The Resume's Only Job: Get You an Interview

A resume doesn't get you a job — it gets you a conversation. Its sole purpose is to earn you an interview by quickly convincing a hiring manager that you're worth 30 minutes of their time. Understanding this shifts how you approach writing one: every word, every line, every choice should serve that singular goal.

How Resumes Are Actually Read

Hiring managers typically spend very little time on an initial resume scan — often under 10 seconds on a first pass. Many companies also use Applicant Tracking Systems (ATS) that automatically filter resumes before a human ever sees them. Your resume needs to pass both tests: the ATS keyword scan and the human eye test.

Structure: What to Include and in What Order

  1. Contact Information — Name, professional email, phone number, LinkedIn URL, and optionally a portfolio or GitHub link. No photo, no home address needed.
  2. Professional Summary (optional but recommended) — 2–3 sentences that describe who you are professionally and what you bring. Tailor this to each role.
  3. Work Experience — Listed in reverse chronological order. This is the most important section for most roles.
  4. Skills — A concise list of relevant hard skills, tools, and technologies. Avoid generic soft skills here.
  5. Education — Degree, institution, graduation year. Move this above experience if you're a recent graduate.
  6. Certifications / Projects (if relevant) — Add weight to your technical or specialized skills.

Writing Bullet Points That Actually Stand Out

The biggest resume mistake is writing job descriptions instead of achievement statements. Compare these two approaches:

  • Weak: "Responsible for managing social media accounts."
  • Strong: "Grew Instagram following by 40% over six months by introducing a consistent content calendar and A/B testing caption styles."

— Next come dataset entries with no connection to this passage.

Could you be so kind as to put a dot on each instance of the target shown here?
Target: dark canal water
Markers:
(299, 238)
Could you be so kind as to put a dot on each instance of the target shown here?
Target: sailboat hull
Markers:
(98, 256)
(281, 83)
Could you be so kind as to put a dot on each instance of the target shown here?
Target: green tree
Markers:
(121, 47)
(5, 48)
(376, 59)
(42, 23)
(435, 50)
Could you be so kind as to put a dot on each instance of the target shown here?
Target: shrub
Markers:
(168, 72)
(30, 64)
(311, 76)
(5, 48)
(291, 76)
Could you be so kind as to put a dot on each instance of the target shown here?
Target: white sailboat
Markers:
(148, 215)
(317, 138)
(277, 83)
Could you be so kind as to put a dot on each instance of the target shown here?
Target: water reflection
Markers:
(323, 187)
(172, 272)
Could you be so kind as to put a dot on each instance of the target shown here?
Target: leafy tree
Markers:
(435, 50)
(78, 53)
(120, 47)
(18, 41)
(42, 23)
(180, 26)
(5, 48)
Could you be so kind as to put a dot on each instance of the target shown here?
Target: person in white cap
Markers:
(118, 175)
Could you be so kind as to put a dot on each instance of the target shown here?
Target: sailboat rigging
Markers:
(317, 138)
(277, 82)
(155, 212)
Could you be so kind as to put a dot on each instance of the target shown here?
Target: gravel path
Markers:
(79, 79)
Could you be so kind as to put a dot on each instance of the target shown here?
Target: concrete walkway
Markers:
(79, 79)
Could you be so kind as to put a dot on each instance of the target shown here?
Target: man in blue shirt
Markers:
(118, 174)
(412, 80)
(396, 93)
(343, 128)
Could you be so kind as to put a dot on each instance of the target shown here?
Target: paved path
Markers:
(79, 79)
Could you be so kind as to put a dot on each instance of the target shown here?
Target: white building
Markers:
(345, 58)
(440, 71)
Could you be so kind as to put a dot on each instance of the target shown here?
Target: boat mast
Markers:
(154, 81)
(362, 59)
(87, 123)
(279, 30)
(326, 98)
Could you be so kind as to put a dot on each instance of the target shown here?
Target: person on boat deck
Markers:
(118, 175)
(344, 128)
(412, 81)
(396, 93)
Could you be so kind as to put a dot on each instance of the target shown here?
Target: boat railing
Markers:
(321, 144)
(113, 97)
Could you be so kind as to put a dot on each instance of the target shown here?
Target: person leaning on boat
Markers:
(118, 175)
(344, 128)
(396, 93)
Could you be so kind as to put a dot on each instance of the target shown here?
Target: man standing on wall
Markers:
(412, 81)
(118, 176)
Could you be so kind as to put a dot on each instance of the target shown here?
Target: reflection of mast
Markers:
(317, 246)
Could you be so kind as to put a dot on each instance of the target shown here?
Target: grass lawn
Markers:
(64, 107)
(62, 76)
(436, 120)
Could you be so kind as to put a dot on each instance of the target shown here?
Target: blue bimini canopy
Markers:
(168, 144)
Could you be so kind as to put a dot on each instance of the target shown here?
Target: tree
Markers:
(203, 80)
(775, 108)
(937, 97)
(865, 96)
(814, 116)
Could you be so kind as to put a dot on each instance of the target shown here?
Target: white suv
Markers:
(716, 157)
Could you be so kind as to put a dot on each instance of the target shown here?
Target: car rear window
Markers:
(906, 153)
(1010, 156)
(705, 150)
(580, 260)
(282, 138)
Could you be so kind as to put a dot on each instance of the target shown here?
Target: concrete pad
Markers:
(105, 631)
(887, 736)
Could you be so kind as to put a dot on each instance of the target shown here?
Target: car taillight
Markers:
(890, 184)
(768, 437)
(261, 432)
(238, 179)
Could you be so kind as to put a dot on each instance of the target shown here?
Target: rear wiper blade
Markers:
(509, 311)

The formula that works: Action verb + what you did + measurable result or impact. Not every bullet will have a clean number — that's fine. But always push toward specificity and outcome over duty description.

Tailoring Your Resume for Each Application

A generic resume sent to 50 jobs performs worse than a tailored resume sent to 10. For each application:

  • Read the job description carefully and note repeated keywords and required skills
  • Mirror that language in your resume where it's truthful and relevant
  • Reorder or adjust bullet points to lead with the most relevant experience for that role
  • Adjust your professional summary to reflect the specific position

Formatting Rules That Help, Not Hurt

DoDon't
Use a clean, single-column layoutUse multi-column layouts (breaks ATS parsing)
Keep to one page (two if senior-level)Pad content to fill space
Use standard fonts (Arial, Calibri, Georgia)Use decorative or unusual fonts
Save and send as PDFSend as .docx unless specifically requested
Use consistent date formattingMix formats (Jan 2023 vs. 01/2023)

Before You Send: A Final Checklist

  • ☑ Spell-checked and proofread (by you and at least one other person)
  • ☑ All dates and job titles are accurate
  • ☑ Contact details are correct and professional
  • ☑ File is saved as PDF with a professional filename (FirstName-LastName-Resume.pdf)
  • ☑ Tailored to the specific job you're applying for

Your Resume Is a Living Document

Update your resume every time you complete a significant project, earn a new skill, or change roles — not just when you're job hunting. Keeping it current means you're always ready, and you won't be scrambling to remember what you accomplished three years ago when the right opportunity appears.